Founded in 2006, U.K.-based ID7 specializes in making LINUX-based software defined storage subsystems. ID7’s software solutions are based on an open-source platform named SCST. The platform allows creation of sophisticated storage devices from any Linux box and boosts the functionality of servers.
Prior to the takeover, ID7 used to assist Fusion-io in developing software for its ION Data Accelerator software, which will transform industry standard servers into shared storage appliances. Now, with ID7’s capabilities, Fusion-io will be able to offer open source software solutions (SCST) to allow its customers get advanced storage solutions.
With the SCST offerings, Fusion-io will be in a better position to compete with its rivals EMC Corp. ( EMC - Analyst Report ) , IBM Corp. ( IBM - Analyst Report ) and Hewlett-Packard Co. ( HPQ - Analyst Report ) .
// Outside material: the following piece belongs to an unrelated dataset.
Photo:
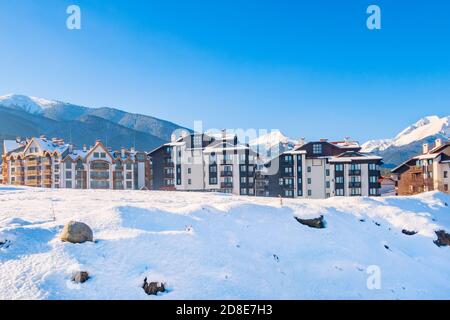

In Aug 2011, Fusion-io acquired IO Turbine Inc. for approximately $95.0 million to extend its storage solutions portfolio. IO Turbine was a provider of caching solutions for virtual environments. With the new capabilities from IO Turbine, Fusion’s traditional storage platform was able to match the growing demands for virtualized servers.
With the new improved offering, ioCache, which leveraged IO Turbine’s technology, Fusion-io succeeded in improving adoption, performance and efficiency of datacenter resources and enabled optimum utilization of information assets for its enterprise customers.
Most enterprises experience a significant growth in data storage requirements, annually, due to deployments of new applications and workload balancing. Input/output-intensive requirements and overall growth of storage are putting pressure on traditional storage architectures. This has led to a secular shift toward the use of flash memory-based storage systems in the datacenter to make better use of big data.
We believe that with new product offerings based on advanced and acquired technologies, Fusion-io will be able to secure its revenue stream.
We are also encouraged by Fusion-io’s second quarter 2013 results. Revenues grew 43.0% year over year and adjusted earnings per share were 3 cents, as against 4 cents loss per share in the year-ago quarter. However, the third quarter guidance was sequentially weak reflecting order delays from blue chip customers such as Apple Inc. and Facebook Inc. (FB). Apple and Facebook constitute roughly 55.0% of total 2012 revenues.
We prefer to stay on the sidelines given increasing competition in the enterprise storage space and customer concentration risks.
Currently, Fusion-io has a Zacks Rank #3 (Hold).